We take in the views for 20 minutes and get some much needed rest before
beginning our descent. As we leave the
summit, another climber passes us on her way up. While making our way down we meet her
again. She did the trek in one hour and
45 minutes. That’s staggeringly
quick. The climb back down is much
easier. We tackle the sand and gravel
areas like snow, running in a zigzag motion.
This is not a good method. At one
stage I lose all control of my speed and direction and crash my shin straight
into a rock. It could have been much
worse. Time to take it easy. After only one hour and 30 minutes we reach
the TeleferiQo again at which point I am dragging my legs, barely able to lift
them. Next time I do something like this
I know to bring food. Rookie mistake.
Part of today’s adventure was a test to see how I handled the altitude
and whether I’d be fit enough to tackle Cotopaxi. Although I made it today, Cotopaxi is a whole
different story. I’ve decided that it
would just be a little too tough for me at this stage.
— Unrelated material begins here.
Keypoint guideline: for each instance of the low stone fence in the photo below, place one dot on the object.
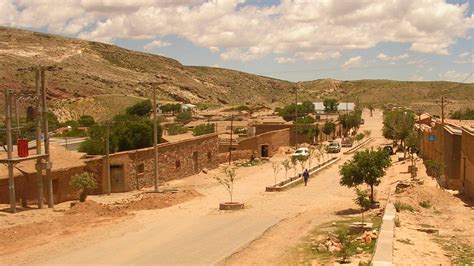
(384, 249)
(236, 155)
I’ll try something like that later in my
trip, maybe in Peru.
After getting back
to the hostel and getting back to better oxygen levels, I get talking to
Elisha, from Perth Australia.. She’s
planning a trip to the Galapagos Islands and has convinced me to go. The Galapagos is somewhere I have wanted to
go all my life, but it is very expensive.
It’ll blow out my budget completely.
But then again, when I will ever be so close? When will I ever have this chance again? Some big decisions to make.
The hostel put on a
special Halloween dinner tonight: green soup, black witches hair spaghetti and
a Bloody Mary. When chatting to Elisha a
bit more over dinner she tells me the best hot chocolate she has ever tasted
was in Mello Café in Bundoran, Donegal.
Mello Café is owned by my cousin Caoilfhionn. Another small world incident.